DATA Step, Macro, Functions and more

Overwriting of a row in a data set by another row in another data set (different values)

Accepted Solution Solved
Reply
Super Contributor
Posts: 395
Accepted Solution

Overwriting of a row in a data set by another row in another data set (different values)

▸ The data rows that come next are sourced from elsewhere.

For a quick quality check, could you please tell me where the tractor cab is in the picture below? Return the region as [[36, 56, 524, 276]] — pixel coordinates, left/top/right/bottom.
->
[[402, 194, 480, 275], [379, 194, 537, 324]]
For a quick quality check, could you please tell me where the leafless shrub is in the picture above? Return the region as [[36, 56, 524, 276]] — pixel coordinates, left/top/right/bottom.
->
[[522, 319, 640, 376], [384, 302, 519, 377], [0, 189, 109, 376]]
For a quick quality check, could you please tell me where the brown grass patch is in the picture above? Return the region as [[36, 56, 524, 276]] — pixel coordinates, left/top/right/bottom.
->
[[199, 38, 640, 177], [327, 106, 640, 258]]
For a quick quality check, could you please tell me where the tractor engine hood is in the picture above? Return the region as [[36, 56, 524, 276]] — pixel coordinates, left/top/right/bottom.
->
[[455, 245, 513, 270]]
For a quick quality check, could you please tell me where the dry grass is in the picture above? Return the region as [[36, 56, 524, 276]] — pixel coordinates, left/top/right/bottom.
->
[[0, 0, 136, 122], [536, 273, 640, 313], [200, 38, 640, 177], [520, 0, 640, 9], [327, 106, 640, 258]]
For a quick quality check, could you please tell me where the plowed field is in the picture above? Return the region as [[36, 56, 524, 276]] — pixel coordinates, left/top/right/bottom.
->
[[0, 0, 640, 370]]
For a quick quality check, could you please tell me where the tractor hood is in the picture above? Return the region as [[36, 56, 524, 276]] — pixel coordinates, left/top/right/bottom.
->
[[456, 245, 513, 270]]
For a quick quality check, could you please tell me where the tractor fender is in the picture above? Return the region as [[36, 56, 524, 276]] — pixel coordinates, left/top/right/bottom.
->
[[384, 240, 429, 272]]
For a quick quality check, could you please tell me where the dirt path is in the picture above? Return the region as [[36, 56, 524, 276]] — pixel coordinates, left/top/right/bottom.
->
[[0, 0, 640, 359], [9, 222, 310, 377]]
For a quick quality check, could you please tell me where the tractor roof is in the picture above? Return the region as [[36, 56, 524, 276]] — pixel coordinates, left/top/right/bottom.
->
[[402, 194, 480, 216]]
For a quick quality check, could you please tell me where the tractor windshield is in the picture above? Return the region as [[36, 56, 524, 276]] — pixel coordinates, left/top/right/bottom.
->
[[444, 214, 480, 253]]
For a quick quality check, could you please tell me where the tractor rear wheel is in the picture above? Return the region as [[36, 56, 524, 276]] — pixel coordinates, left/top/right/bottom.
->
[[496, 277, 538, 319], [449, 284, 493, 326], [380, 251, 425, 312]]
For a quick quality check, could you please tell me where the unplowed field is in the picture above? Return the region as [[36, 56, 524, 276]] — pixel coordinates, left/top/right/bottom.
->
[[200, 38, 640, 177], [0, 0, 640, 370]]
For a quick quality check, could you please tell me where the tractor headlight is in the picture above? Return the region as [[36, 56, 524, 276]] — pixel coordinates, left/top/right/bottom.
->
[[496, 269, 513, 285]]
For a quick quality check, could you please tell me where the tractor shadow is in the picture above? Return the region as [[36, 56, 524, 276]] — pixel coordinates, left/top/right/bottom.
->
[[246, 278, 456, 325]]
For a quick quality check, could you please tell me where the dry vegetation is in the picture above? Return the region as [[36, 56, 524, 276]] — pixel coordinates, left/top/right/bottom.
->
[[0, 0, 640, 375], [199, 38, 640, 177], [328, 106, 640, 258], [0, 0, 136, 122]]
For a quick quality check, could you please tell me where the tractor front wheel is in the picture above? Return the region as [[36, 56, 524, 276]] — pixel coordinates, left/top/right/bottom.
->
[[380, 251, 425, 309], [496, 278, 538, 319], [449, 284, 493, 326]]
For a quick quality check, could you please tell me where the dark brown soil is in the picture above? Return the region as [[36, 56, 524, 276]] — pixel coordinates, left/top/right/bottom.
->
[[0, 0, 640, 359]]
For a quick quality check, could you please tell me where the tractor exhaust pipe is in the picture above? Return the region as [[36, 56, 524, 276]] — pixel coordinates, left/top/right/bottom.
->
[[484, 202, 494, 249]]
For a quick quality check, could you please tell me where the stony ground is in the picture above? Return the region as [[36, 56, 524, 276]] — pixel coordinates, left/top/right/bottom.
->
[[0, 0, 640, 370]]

Assuming that columns with underscore has passed several conditions. I want the rows in the second data set overwrite the one in the first data set. The biggest problem here is that some values don't match because of variable columns (_) in the first and second data set. Another problem is the multiplying rows. I don’t want rows to multiply. The proc sql that i have created below combines the data sets however multiplies the rows. Can you help me about this problem? I have attached the code and the image so it might help you. 

 

data Main_SQL;
length InstanceID $ 20 Default 8 Q0001_ 8 Q0002_ 8 Q0003 8 Q0004_ 8 Q0005 8 Q0006 8;
infile datalines missover dlm=",";
input InstanceID Default Q0001_ Q0002_ Q0003 Q0004_ Q0005 Q0006 ;
datalines;
InstanceID1,0,0.90,0.80,0.00,0.90,0.00,0.70
InstanceID2,0,0.100,0.100,0.00,0.70,0.00,60
InstanceID3,1,0.40,0.80,0.00,0.90,0.00,0.50
InstanceID4,0,0.55,0.80,0.05,0.90,0.00,0.69
InstanceID5,0,0.00,0.80,0.60,0.90,0.20,0.90
InstanceID6,1,0.96,0.00,0.40,0.90,0.00,0.95
InstanceID7,0,0.00,0.80,0.90,0.90,0.00,0.99
InstanceID8,1,0.56,0.80,0.55,0.90,0.00,0.93
InstanceID9,0,0.99,0.80,0.99,0.90,0.00,0.70
InstanceID10,0,0.89,0.88,0.56,0.90,0.00,0.00
;
run;
Proc means data=Main_SQL STACKODS noprint
FW=12
PRINTALLTYPES
CHARTYPE
QMETHOD=OS
VARDEF=DF
	MEAN
	STD
	MODE
	P10
	P90 ;
VAR Q:;
ODS OUTPUT Summary=backTestGroup2;
run;
data backTestGroup2;
  set backTestGroup2;
  UPPER =((P90-MODE)/(P90-P10))*STDDEV+MODE;
  LOWER =((MODE-P10)/(P90-P10))*STDDEV+MODE;
  CENTER=(UPPER+LOWER)/2;
  SLOPE =2.95/(UPPER-CENTER);
  keep Variable Mean Stddev Center Slope;
run;
data ozMeans;
length Variable $ 12 Mean 8 Stddev 8 Center 8 Slope 8;
infile datalines missover dlm=",";
input Variable Mean Stddev Center Slope;
datalines;
Q0002_,0.700,0.12227662376012,0.56113831188006,-5.3700431505101
Q0004,0.535,0.398281028644069,0.199140514322035,14.8136606458166
Q0006_,0.658,0.32227662376012,0.96113831188006,-20.3700431505101
;
PROC SQL;
Create table backTestGroup2 as
Select* from(Select * from ozMeans 
union all
select * from backTestGroup2
where left(trim(Variable)||"_") not in(Select Variable from ozMeans)) AA
order by aa.variable;
QUIT;

Accepted Solutions
Solution
‎10-11-2015 06:09 PM
Contributor hbi
Contributor
Posts: 66

Re: Overwriting of a row in a data set by another row in another data set (different values)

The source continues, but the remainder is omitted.